- Born: 1953 (age 72–73) New York City, U.S.
- Education: University of Puerto Rico
- Occupation: Visual artist

= Nick Quijano =

Puerto Rican artist (born 1953)

Nick Quijano (born 1953 in New York, NY) is a Puerto Rican visual artist whose paintings, sculptures, assemblages, and prints have been exhibited widely in the United States. His works are held at the Museo de Arte de Puerto Rico, Museo de Arte de Ponce, American Museum of Folk Arts, and El Museo del Barrio.

== Biography ==
Nick Quijano was born in New York City in 1953. Quijano started creating art at a young age when a nun at the South Bronx Saint Anthony of Padua Parochial School encouraged him during an arts and crafts lesson. Growing up in New York City, he was exposed to world class art from a young age as well.
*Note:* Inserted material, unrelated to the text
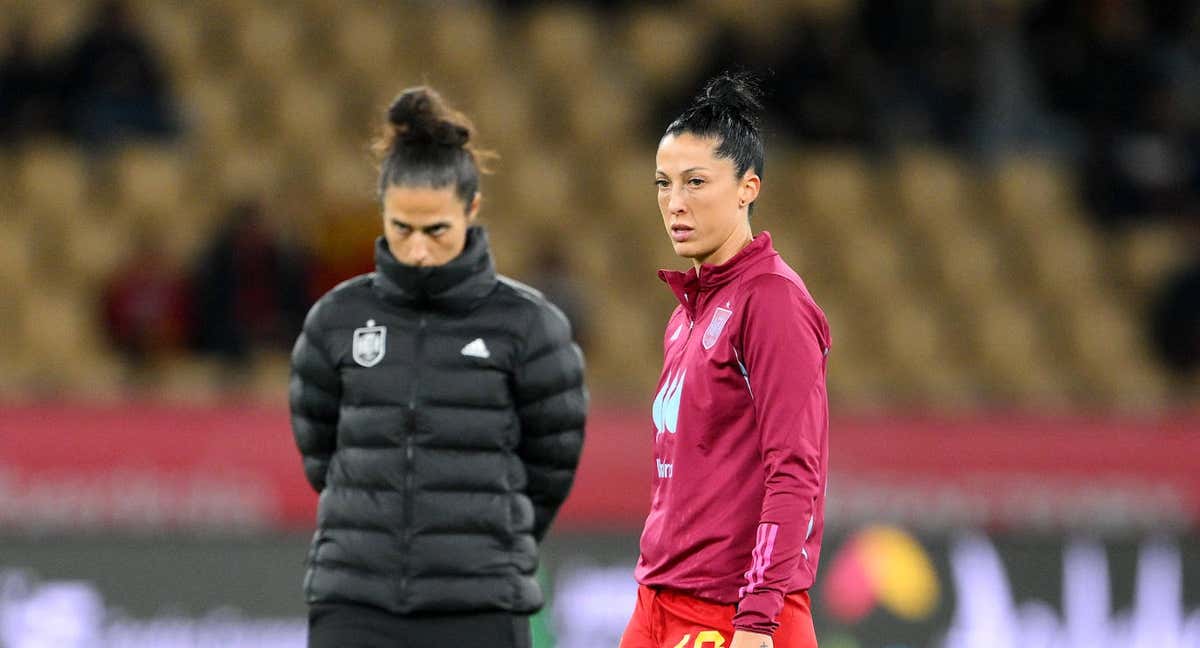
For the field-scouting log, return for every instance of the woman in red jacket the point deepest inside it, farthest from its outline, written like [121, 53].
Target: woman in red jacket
[741, 419]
Quijano’s family traveled to Puerto Rico periodically while he was growing up, but it wasn’t until 1967 at age 13 that his family moved to the island permanently. Quijano received degrees from the University of Puerto Rico in Architecture and Environmental Design.

== Career ==
Quijano achieved early success in his artistic career with awards from the University of Puerto Rico’s 1979 Plastic Arts Competition and the 1983 American National Miniature Show. He quickly became known for capturing the spirit of Caribbean life in his paintings and other works. Usually described as drawing inspiration from folk art, Quijano’s works often depict scenes of everyday life in Puerto Rico. His artwork has been exhibited at the Springfield Museum of Fine Arts, El Museo del Barrio, Galería Pintadera, Instituto de Cultura Puertorriqueña, and Museo de las Américas.